I was away for awhile. My father’s health was failing rapidly, and I went to be with him when he died. Then I took a month off of writing. I am also a singer, and I found that my voice needed to come out in song to heal me before I could use it to write again. I have written only four thousand words this past week, but they have been good words.

Since I am working with a publishing company and editor already, I have kept the editing process a bit close. My book needed an adjustment to the story arc which resulted in a lot of additional words and several other changes. I’m using the same methods as before to smush loads of editing time into my hectic schedule (full time SAHM, part time opera singer with lots of fall performances, volunteering in church and community). I aim to write an hour or at least 1,000 words/day. When I am at about 3,000 words into a session, I stay up late to write to the end of the chapter. My chapters tend to be about 5,000 words long.

I have felt my grief soften in the face of the disciplines of singing and writing. Discipline is perhaps the most important part of writing. No matter one’s pace, committing to actually write each day is absolutely vital. I find myself seeing through more and more joyful windows into my memories of Dad. The words on the page reflect the clearing of my heart.

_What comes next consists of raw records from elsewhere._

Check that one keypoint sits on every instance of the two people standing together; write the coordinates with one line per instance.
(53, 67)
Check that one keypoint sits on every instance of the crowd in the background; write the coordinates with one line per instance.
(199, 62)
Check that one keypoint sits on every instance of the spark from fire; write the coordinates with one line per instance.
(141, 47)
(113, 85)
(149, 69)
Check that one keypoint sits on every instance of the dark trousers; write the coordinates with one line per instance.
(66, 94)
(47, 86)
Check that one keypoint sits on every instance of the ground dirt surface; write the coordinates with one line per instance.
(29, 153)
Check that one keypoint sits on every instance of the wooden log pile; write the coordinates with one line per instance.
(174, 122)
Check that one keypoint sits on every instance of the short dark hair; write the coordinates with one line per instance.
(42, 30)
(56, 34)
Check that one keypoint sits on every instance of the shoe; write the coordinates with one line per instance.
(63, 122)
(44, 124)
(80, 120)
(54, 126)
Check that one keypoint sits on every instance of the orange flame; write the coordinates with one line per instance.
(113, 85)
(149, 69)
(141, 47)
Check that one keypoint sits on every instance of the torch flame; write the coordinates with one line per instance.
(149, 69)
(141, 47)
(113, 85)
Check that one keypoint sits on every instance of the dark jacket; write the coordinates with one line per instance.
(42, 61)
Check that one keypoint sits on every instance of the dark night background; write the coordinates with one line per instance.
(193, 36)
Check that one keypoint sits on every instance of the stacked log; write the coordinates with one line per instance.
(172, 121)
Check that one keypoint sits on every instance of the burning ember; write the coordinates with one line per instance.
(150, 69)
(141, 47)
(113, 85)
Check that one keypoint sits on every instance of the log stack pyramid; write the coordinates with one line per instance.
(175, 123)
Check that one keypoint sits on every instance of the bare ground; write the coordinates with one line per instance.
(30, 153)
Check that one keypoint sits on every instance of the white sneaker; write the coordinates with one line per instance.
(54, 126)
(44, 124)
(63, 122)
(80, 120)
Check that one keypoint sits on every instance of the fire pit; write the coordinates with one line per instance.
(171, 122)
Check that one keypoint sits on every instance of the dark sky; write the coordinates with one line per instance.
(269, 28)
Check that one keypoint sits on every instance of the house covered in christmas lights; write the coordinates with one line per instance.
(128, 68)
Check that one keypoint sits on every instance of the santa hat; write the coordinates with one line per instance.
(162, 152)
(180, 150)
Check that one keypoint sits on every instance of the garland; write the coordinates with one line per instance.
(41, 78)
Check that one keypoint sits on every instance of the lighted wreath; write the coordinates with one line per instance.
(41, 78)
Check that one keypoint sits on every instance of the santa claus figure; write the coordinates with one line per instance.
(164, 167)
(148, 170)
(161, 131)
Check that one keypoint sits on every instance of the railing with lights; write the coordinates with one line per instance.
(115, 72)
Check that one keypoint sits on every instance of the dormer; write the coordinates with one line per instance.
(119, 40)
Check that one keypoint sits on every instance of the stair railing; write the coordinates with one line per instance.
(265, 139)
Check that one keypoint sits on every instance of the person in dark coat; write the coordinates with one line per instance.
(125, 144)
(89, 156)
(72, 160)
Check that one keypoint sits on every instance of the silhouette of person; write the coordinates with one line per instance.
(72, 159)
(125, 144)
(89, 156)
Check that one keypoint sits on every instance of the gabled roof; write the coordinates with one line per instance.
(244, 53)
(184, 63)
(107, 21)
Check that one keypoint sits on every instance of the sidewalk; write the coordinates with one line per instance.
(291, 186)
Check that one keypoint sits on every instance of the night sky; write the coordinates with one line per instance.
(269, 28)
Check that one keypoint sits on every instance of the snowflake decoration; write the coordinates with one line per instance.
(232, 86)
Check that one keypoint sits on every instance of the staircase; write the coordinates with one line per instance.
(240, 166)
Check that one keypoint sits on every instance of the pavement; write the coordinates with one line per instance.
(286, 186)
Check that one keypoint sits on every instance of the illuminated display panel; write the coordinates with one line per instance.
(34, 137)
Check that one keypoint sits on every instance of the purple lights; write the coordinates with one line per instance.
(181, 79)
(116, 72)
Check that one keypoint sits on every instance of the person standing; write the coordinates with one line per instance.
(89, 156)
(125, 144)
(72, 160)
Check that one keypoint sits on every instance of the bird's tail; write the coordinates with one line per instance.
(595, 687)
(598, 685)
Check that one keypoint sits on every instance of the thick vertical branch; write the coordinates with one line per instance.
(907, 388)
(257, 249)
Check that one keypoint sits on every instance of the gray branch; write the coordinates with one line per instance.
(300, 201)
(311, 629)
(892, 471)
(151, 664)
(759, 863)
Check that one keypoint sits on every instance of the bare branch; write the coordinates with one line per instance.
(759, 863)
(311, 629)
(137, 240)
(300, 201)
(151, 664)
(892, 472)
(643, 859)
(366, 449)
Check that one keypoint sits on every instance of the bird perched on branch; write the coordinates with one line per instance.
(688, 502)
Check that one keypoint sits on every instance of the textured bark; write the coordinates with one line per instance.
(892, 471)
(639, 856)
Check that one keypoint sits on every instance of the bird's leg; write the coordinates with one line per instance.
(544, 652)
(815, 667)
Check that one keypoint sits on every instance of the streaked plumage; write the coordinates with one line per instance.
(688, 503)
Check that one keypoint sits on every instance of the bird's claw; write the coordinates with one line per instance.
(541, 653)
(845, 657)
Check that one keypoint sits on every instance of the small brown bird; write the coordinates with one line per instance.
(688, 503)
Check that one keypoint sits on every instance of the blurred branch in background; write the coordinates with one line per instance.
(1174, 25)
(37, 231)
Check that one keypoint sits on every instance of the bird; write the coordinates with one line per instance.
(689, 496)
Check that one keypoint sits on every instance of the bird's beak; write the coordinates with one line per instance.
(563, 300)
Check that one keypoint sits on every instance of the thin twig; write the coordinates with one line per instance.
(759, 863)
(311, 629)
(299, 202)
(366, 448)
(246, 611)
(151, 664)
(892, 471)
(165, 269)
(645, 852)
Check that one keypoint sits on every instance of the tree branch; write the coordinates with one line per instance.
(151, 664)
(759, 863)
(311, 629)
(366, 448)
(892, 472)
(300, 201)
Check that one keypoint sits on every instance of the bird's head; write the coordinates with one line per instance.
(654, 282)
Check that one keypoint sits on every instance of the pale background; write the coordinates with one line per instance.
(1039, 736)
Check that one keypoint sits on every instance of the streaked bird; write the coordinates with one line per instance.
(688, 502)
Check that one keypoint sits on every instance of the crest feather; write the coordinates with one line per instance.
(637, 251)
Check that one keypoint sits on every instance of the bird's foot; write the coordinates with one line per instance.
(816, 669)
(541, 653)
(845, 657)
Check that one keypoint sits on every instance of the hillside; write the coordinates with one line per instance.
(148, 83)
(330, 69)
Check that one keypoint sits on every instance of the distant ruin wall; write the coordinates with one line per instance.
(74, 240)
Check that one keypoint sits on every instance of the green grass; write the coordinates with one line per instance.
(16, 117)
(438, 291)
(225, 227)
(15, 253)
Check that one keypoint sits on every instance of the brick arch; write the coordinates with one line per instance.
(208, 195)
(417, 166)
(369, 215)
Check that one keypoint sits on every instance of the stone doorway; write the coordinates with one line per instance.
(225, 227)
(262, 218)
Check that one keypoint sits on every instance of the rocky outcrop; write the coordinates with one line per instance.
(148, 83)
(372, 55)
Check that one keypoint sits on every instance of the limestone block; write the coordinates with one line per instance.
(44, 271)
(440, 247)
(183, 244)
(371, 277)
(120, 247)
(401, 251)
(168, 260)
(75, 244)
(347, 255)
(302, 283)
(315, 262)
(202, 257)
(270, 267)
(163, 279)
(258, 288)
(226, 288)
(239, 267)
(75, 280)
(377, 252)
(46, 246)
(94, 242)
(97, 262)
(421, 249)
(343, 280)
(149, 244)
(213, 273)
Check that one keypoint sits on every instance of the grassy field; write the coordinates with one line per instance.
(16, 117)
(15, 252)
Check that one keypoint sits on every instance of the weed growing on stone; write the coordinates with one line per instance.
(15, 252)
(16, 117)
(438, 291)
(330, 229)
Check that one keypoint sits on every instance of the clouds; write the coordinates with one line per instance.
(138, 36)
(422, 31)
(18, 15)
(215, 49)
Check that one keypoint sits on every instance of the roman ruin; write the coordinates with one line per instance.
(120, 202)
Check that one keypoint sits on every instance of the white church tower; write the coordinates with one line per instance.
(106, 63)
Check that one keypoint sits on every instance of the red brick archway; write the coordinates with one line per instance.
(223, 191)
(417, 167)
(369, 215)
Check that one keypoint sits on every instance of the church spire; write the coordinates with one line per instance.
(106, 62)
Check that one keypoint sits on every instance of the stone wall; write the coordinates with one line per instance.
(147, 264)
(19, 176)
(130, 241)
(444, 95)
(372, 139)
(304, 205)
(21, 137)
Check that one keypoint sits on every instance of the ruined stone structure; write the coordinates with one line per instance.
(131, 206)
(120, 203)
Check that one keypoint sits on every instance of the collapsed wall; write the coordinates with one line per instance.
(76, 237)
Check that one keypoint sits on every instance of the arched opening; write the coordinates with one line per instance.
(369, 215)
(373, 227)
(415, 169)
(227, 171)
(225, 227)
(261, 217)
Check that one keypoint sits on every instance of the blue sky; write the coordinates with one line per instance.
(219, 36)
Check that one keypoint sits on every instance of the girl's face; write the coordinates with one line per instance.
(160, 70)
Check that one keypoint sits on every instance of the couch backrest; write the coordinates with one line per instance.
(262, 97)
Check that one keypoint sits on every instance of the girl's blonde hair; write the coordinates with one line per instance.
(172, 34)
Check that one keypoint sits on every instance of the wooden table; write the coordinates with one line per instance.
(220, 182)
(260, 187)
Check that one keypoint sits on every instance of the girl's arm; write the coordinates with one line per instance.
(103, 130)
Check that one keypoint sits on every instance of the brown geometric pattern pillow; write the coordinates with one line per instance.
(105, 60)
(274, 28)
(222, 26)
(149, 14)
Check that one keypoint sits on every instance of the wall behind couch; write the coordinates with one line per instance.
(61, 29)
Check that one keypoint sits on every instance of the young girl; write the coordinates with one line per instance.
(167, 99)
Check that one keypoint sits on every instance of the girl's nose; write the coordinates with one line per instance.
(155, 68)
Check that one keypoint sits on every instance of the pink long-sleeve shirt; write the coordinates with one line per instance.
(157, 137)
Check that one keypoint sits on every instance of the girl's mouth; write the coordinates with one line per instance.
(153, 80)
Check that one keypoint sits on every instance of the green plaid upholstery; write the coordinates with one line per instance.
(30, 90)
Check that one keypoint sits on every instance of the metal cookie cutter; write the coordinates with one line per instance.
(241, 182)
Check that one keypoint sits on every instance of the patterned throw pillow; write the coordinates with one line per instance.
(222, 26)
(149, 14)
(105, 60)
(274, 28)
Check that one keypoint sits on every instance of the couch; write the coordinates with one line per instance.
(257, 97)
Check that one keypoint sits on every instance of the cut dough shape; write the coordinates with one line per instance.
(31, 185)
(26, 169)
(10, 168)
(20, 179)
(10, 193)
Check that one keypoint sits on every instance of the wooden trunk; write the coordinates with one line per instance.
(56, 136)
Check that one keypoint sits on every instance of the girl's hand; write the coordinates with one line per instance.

One day, we were driving down a dirt road towards our family’s hunting acres way out in the sticks. The car was small, an old Chevette, I think. At any rate, the herd of deer that leaped over us did not seem challenged by its size. To see from below the glorious power of so many running deer caught our breath away. We watched them gallop proud across a wide pasture and into the woods.

Writing lifts the shades to let me see afresh. It sharpens the gold of the evening sun across the autumn field, deepens the untamed expression of the bucks. My own heart grows fierce in the face of parting, stealing the joy from the gleam of deer in flight.

I snap my laptop closed each night and think of such scenes.